[Date Prev][Date Next][Thread Prev][Thread Next][Date Index][Thread Index]

Re: More Alphabet Soup (was: [f-cpu] (!) a few noteworthy things)



hi,

Again, i don't know how long it will take to me to write this,
and to you to read this... Anyway, don't be afraid... or we'll never
do anything at all...

Michael Riepe wrote:
> On Wed, Jun 19, 2002 at 02:24:40AM +0200, Yann Guidon wrote:
> > The Health Bureau says : "don't read this post unless you have
> > a full bottle of aspirin next to you ! Now you are warned !".
> *broad evil grin* :)
i guess i scared a lot of people with that ...

> [...]
> > > > > - requires additional instructions for zero/sign extension
> > > > Isn't SHL meant to do that ?
> > > Or any other unit. The omega shifter can't do it; if we want it, we need
> > > extra code.
> > I don't think Omega is the best choice... When i find time, i'll try
> > to program another strategy where the wire length is shorter in the
> > Critical DataPath.
> If you can find one where wire length doesn't explode in the later stages...
if you include that in your construction rules, this will be ok.
My "design rule" says to not cross more than 16 wires per shift...

> The nicest property of the omega net ist that all stages are equal
> (except the control logic).
Omega can do cut & paste and thus, all paths are equal.
However it is suboptimal because the paths are 2x longer
than the optimal path.

In the construction i want to use, there is a first stage
made of 2 layers of 4-mux, followed by a 2nd stage made of
3 layers of 3-mux. The first stage does shifts up to 16 bits
in either directions, the second stage just handles the "long
wires" and performs shifts of +1, 0 and -1 block of 16 wires.


> > Concerning the latency, it seems obvious that, past a certain point,
> > it should be pipelined. Though i'm not sure whether all the control logic
> > can keep up ...
> A pipelined SHL would be more difficult to write but should be
> possible. But please let's keep the 1-stage version for now.
is there any reason not to ?

> [...]
> > > If bypassed values don't have to be zero-extended (as in your f) proposal),
> > > we can include it into the write ports of the register set. And it's only
> > > a single AND (or MUX).
> > that's what i explain later : the zero-extension can not happen at that level,
> > but at (or before) the EU's outputs. We don't want to have to check whether the data
> > granularity changes between two depending operations... and the bypassed value
> > MUST be the same as what is written to the Register Set.
> 
> The bypassed value need NOT be the same. Only the valid part must be
> identical, the rest is a `don't care'. If it's not masked in the bypass,
> it will be masked after the second instruction (given that the second
> instruction does not use bigger chunks).

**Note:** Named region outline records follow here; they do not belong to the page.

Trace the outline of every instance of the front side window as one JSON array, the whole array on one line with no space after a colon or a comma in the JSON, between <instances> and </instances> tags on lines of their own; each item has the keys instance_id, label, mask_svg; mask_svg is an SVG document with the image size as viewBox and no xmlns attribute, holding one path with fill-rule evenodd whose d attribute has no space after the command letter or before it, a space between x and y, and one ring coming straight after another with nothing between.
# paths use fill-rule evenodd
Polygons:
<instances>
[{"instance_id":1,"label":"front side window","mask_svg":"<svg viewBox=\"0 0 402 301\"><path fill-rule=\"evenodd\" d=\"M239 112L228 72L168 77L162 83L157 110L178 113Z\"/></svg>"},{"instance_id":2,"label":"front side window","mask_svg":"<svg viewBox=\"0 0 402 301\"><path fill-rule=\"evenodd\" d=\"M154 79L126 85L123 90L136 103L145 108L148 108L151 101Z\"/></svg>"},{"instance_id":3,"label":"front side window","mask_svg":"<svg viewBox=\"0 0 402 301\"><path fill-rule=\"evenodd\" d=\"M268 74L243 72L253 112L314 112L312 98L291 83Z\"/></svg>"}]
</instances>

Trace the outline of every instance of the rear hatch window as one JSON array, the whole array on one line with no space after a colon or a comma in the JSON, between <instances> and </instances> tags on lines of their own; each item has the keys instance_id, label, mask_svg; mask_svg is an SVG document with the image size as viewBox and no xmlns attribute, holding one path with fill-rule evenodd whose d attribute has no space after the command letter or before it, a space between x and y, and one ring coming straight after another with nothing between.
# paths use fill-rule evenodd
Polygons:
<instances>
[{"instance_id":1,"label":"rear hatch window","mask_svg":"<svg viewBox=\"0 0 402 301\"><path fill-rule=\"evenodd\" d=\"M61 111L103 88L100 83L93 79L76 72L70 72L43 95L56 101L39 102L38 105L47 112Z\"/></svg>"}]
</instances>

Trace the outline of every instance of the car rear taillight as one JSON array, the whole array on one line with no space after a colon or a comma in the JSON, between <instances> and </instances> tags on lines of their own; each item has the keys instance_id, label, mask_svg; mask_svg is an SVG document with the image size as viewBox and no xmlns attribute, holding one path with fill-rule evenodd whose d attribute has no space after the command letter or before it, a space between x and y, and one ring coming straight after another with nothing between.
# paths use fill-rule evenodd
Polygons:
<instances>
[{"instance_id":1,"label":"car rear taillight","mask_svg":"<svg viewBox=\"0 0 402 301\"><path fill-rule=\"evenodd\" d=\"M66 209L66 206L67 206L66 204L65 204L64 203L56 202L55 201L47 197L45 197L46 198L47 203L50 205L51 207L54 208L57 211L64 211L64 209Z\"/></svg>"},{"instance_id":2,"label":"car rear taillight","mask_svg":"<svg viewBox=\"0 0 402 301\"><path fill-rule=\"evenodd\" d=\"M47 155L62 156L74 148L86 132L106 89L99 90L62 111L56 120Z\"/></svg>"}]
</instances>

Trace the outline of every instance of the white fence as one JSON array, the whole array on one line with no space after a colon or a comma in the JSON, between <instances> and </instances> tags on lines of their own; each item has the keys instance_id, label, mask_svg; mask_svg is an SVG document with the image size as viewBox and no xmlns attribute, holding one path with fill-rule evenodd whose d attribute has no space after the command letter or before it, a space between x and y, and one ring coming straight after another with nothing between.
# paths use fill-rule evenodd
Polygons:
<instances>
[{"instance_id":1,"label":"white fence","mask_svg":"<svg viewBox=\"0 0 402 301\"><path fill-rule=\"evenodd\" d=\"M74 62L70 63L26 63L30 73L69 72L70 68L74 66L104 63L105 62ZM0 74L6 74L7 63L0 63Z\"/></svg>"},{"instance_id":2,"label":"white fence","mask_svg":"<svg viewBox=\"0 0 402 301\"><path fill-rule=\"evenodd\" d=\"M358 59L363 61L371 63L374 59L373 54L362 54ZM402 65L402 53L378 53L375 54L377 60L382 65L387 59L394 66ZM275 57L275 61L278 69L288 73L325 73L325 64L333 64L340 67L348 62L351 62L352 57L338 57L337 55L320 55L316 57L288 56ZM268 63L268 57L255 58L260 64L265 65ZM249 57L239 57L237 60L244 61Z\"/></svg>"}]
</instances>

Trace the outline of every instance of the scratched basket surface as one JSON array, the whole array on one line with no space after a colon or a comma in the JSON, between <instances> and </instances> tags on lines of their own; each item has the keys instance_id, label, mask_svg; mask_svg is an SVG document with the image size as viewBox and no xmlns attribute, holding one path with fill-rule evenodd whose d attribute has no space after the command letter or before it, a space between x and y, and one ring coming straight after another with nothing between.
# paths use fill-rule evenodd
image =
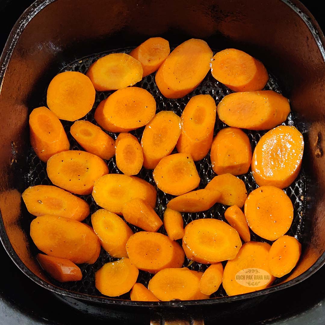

ok but it's only one half of the problem. when the chuncks are bigger,
it's another story...

> The granularity check isn't hard to do. Let U1 and U2 be the decoded
> `size vectors' (that is, "000", "001", "011" or "111") and SIMD1 and
> SIMD2 be the SIMD flags of the first and second instruction, respectively,
> then bypassing without masking is permitted if
> 
>         not (U1 or (2 downto 0 => SIMD1))
>         and (U2 or (2 downto 0 => SIMD2)) = "000"
> 
> It's MUCH harder to check for the case whether a bypass is appropriate
> at all (compare register numbers and so on)!

ok, we can check whether there is a size change. and then ? 
the "simple solution is to "hold/stall" the decode pipeline,
but this thought is not funny...

> [...]
> > MAYBE.....
> >
> > The SIMD flag could be turned into a "pointer" flag ???????
<snip>
> > but i fear it's evenn more complex and confusing than before...
> Yep, and it has severe semantic problems.
> 
> > So there are some instructions that become useless on the memory side...
> > argh. i wish i didn't have this idea.
> > forget it.
> 
> Ok. It's better that way.

pffffiuuh.... ideas are difficult to control...

> [...]
> > in my vision, a pointer is held in a whole register, whatever the size
> > of both. a pointer has no defined size, just like the register.
> 
> Yep. In practice, the number of valid bits in a pointer will be
> determined by the hardware (number of address lines) and/or the
> operating system (TLB miss handler).

This should be written in the manual...

> > by not binding the pointer format to the existing data formats
> > (char, int, long int...), it becomes difficult to do pointer arithmetics
> > with "common" arithmetic operations.
> The answer is, of course: use SIMD mode with maximum chunk size. Since
> it is identical to non-SIMD mode with the same chunk size...
no, because all F-CPUs are not 64-bit wide...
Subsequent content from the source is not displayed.